Hähnchenfleisch mit resistenten Keimen in Supermärkten entdeckt LD / pixelio.de

Hähnchenfleisch mit resistenten Keimen in Supermärkten entdeckt

Die schlechten Nachrichten aus der Tierhaltung reißen nicht ab: Der Bund für Umwelt und Naturschutz (BUND) hat bei Stichproben in deutschen Supermärkten in jeder zweiten Probe Hähnchenfleisch antibiotikaresistente Keime gefunden. Diese deuten auf Antibiotika-Missbrauch bei  der Züchtung der Tiere hin. Daraufhin forderte er von Landwirtschaftsministerin Aigner ein schnelles Handeln – diese sieht den Nachholbedarf allerdings bei den Ländern.

20 Proben Hähnchenfrischfleisch wurde vom BUND in Stichproben gekauft, alle bei großen Supermarktketten in Berlin, Hamburg, Köln, Nürnberg und im Stuttgarter Raum. Zehn dieser Proben waren mit Keimen belastet, die mit herkömmlichen Antibiotika nicht mehr behandelt werden können. Betroffen waren die drei größten Geflügel-Produzenten Deutschlands, die Hersteller Wiesenhof, Sprehe und Stolle.

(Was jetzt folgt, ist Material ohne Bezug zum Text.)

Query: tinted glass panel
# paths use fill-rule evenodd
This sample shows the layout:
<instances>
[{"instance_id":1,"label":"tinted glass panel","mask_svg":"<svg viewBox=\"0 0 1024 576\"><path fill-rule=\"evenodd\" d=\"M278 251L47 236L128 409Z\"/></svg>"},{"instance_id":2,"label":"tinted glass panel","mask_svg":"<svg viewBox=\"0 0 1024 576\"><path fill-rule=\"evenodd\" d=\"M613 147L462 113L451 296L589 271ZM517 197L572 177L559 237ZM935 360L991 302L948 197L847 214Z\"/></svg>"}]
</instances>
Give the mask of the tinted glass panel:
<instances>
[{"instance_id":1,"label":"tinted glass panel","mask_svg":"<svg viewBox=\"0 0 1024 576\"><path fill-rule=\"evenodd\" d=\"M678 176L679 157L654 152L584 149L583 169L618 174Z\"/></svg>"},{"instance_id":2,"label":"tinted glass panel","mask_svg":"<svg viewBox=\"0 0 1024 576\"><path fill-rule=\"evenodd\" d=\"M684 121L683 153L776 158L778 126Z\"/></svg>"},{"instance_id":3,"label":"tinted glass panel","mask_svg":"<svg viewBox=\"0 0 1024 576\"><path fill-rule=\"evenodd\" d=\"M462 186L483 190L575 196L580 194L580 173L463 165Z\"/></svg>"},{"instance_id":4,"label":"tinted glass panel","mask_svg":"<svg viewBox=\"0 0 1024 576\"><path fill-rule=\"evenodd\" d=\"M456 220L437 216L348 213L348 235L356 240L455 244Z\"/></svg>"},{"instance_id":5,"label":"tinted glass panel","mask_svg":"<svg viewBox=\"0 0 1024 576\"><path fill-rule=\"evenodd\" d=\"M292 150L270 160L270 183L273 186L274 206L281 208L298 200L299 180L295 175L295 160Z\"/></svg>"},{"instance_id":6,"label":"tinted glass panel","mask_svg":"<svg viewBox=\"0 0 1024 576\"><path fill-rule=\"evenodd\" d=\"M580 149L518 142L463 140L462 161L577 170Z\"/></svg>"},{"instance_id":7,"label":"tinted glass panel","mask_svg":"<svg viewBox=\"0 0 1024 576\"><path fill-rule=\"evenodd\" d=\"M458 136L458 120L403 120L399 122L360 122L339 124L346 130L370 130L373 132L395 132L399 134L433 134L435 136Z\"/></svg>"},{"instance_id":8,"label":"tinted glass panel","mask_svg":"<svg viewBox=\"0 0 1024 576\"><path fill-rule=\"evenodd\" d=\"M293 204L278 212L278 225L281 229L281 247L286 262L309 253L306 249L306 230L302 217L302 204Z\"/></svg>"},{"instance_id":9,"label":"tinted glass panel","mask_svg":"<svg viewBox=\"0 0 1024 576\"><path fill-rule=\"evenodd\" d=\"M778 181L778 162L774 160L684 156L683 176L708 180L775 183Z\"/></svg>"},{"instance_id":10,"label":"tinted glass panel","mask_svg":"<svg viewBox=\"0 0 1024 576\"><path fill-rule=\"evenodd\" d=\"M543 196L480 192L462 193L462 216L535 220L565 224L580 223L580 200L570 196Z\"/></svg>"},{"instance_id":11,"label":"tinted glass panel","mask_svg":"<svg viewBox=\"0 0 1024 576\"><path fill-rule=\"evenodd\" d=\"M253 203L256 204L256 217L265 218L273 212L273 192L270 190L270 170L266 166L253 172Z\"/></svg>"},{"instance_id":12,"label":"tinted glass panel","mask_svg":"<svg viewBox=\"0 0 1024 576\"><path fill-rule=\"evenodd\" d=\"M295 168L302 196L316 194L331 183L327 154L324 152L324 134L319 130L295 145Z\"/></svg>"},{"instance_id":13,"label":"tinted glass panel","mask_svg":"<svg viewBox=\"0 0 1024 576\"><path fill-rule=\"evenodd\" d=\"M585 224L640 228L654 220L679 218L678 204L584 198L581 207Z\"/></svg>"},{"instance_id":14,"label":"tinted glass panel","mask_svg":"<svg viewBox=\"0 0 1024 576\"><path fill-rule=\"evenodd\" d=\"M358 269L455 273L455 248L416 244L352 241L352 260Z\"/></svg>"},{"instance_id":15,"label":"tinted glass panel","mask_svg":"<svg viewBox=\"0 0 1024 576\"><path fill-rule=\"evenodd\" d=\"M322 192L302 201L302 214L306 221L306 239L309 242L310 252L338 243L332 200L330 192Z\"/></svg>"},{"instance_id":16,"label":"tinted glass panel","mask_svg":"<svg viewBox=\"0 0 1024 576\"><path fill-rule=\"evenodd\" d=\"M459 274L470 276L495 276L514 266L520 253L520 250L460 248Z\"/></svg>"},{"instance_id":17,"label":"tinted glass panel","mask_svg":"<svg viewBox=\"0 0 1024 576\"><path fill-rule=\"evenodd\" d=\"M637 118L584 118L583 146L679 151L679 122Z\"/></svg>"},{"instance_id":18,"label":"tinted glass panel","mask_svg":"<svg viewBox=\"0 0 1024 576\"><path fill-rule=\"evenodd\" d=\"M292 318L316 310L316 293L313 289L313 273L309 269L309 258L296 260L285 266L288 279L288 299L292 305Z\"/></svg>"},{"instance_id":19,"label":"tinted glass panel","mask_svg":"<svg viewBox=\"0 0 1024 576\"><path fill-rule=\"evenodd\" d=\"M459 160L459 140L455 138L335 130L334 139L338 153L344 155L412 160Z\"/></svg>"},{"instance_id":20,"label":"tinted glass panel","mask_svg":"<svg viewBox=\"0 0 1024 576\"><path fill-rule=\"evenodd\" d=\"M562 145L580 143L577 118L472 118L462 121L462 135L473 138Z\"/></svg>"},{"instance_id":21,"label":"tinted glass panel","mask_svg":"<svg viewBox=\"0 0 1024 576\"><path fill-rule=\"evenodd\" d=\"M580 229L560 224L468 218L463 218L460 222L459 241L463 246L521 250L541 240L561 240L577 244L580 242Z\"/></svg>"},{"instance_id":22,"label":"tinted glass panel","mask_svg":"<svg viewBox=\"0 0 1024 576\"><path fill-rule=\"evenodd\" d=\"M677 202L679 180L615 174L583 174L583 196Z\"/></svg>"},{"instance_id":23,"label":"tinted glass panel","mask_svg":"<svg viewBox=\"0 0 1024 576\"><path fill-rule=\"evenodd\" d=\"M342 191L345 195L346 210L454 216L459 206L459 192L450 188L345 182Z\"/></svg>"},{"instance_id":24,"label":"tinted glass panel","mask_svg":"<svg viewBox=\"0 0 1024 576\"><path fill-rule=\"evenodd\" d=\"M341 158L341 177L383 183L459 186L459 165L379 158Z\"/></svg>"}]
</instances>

Bei den Erregern handelte es sich um den Darmkeim ESBL (Extended Spectrum Beta-Lactamase) und die aggressiven MRSA-Keime (Methicillin-resistente Staphylococcus aureus-Bakterien), die bereits in vielen Krankenhäusern zu finden sind. Die hohe Belastung der Tiere zeigt einmal mehr, dass in der deutschen Geflügelhaltung flächendeckend Antibiotika zum Einsatz kommen. Bei sorgfältiger Zubereitung sind diese Keime für den Menschen ungefährlich, im ungünstigsten Fall kann es bei Kontakt mit offenen Wunden jedoch zu schweren Erkrankungen kommen.

„Bundesagrarministerin Ilse Aigner muss handeln“

Der Vorsitzende des BUND Hubert Weigner erklärte: „Jede zweite Hähnchenfleisch-Probe aus deutschen Supermärkten ist mit antibiotikaresistenten Keimen belastet. Das ist die erschreckende Folge des fortgesetzten Antibiotika-Missbrauchs. Dieser ist nicht nur dafür verantwortlich, dass wichtige Medikamente ihre lebensrettende Wirkung verlieren können. Das Ausmaß der Kontamination von Lebensmitteln mit Krankenhauskeimen ist ein deutliches Warnsignal vor den Kollateralschäden der industriellen Tierhaltung. […]Bundesagrarministerin Ilse Aigner muss handeln. Die industrielle Tierhaltung muss endlich zurückgedrängt werden." Außerdem hielt er die betroffenen Supermarktketten dazu an, die potentiell gesundheitsgefährdenden Produkte aus den Regalen zu nehmen.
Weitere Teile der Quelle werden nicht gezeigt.